I’ll never forget an experience I had about the fourth day when I decided to walk the dusty road back to the convent instead of taking the Land Cruiser. I passed the tin-roofed shacks that most of the people live in as well as many small shops with electrical wires dangling from them connected by Christmas style lights that would light up intermittently when the power came on and reflect off the ubiquitous, corrugated, tin roofs.
Suddenly, I felt I was being followed and I turned around to see a girl in a bright orange T-shirt following me.
She was 10-years-old at most and smiled shyly and kept following until the next thing I knew she had slipped her hand in mine. A little flustered I kept walking and we met several other children and before I knew it we were all holding hands, almost a dozen of us, and walking down that dusty, red road like the Pied Piper leading his merry troupe.

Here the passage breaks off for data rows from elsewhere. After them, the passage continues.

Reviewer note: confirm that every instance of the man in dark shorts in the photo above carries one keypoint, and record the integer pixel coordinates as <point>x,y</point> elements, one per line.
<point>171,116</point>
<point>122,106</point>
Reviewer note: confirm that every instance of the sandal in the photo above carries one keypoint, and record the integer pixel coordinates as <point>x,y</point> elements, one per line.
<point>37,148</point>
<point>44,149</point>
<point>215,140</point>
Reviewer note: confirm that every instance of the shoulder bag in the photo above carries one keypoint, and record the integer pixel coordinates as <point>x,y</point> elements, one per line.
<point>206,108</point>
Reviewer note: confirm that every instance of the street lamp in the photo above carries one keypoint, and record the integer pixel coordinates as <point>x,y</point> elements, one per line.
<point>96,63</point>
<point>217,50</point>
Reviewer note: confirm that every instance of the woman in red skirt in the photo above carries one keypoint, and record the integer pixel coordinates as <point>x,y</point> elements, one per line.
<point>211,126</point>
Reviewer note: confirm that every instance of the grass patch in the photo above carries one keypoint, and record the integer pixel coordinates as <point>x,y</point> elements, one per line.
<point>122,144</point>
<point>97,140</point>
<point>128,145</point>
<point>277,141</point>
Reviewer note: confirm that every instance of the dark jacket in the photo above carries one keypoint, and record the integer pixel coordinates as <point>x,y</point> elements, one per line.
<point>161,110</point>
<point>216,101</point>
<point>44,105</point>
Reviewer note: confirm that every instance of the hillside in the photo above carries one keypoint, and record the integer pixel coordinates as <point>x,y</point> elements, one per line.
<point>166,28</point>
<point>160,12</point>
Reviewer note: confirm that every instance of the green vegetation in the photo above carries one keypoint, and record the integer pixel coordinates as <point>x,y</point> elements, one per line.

It was near dusk and I didn’t even have my camera with me, but when I finally pulled away from the children there was a lump in my throat that would have choked a horse.
We have so much; they, so little.
That experience will remain with me forever and so will many other memories and feelings that we all experienced. I couldn’t help but feel proud that I played a very small role in an endeavor that’s literally helping the blind to see thanks to some dedicated professionals as well as volunteers who traveled half-way around the world to help them and the Rotary movement with its credo of “service above self” and all those who donated to the cause.
Gerry Warner is a retired journalist and city councilor in Cranbrook, B.C.